True to its bistronomic roots, Frenchie has a produce-driven menu that changes as often as twice weekly. On a busy Friday night, our waiter recommends a raw Yamba sardine kibbeh (spicy cracked wheat patty) – the result of Cauquil’s morning spoils at the fish market. The squeaky-fresh fillets have been painstakingly pinboned and seasoned with espelette – a mild, Basque-country version of paprika – then topped with a citrusy cucumber foam that lightens the intense flavour of the fish. It’s fiddly business, but one that outshines your average poisson cru. We pair it with a malty LaPerouse, a ‘Bière de Garde’ (sipping beer) from Northern France that has a lean, stone fruit finish. It’s one of de Soyres’ eight house-brewed beers, each from a different terroir that’s inspired by his travels with Cauquil in their post-culinary school days.

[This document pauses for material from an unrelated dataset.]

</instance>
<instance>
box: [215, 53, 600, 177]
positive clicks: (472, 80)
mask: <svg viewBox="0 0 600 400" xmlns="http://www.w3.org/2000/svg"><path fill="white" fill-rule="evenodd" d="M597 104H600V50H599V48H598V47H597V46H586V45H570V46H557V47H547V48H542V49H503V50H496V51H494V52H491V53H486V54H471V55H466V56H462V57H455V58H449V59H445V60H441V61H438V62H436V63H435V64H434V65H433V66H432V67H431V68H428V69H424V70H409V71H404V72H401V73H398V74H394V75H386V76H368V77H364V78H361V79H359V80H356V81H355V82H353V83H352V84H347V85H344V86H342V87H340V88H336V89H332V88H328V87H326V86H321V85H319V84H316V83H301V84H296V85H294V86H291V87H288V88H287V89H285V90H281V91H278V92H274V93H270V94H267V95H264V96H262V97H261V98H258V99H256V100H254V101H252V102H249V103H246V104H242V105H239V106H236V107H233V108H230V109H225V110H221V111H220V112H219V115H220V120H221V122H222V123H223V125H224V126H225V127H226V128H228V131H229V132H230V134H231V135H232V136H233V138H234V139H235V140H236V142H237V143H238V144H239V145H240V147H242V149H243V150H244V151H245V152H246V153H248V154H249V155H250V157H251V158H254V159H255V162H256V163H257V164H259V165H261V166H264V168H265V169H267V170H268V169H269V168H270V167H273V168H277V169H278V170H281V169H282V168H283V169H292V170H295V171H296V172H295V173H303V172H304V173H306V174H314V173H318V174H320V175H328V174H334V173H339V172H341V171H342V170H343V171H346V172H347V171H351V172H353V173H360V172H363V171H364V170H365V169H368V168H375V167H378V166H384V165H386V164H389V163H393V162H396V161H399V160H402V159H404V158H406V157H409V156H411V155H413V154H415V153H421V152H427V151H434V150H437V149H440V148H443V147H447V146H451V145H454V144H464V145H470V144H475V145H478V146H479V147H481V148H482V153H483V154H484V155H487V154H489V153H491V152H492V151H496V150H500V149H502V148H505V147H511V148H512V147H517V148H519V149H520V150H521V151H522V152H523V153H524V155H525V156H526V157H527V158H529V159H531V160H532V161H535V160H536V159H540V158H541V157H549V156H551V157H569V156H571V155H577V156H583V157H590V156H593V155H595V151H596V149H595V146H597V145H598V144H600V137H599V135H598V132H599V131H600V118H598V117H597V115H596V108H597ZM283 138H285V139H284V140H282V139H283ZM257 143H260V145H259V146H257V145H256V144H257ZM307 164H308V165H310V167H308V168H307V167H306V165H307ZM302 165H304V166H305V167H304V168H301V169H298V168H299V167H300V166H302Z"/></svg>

Both de Soyres and Cauquil believe craft beer can be just as versatile a food companion as wine. Grab a glass of Comet Pale Ale with a main of seared pork loin and you’ll see what they mean. The hoppy, American-inspired brew has big grapefruit notes that lift the smokiness of the still-pink, caramelised protein. Or go for an Old World IPA – a love child of French and German hops – when you tackle the bisquey, tender discs of Balmain bug white pudding. Hints of floral sauvignon blanc make the sweetness of the whitefish sing, while the addition of flaked oats in the brew makes for a gentler, seafood-friendly finish.
Unless you’re planning a big night, getting through the long list of Frenchie’s craft brews isn’t something you can squeeze into a single visit. But look out for regular tastings and special events like ‘bottomless beer dinners’ – a three-course meal with matching ales.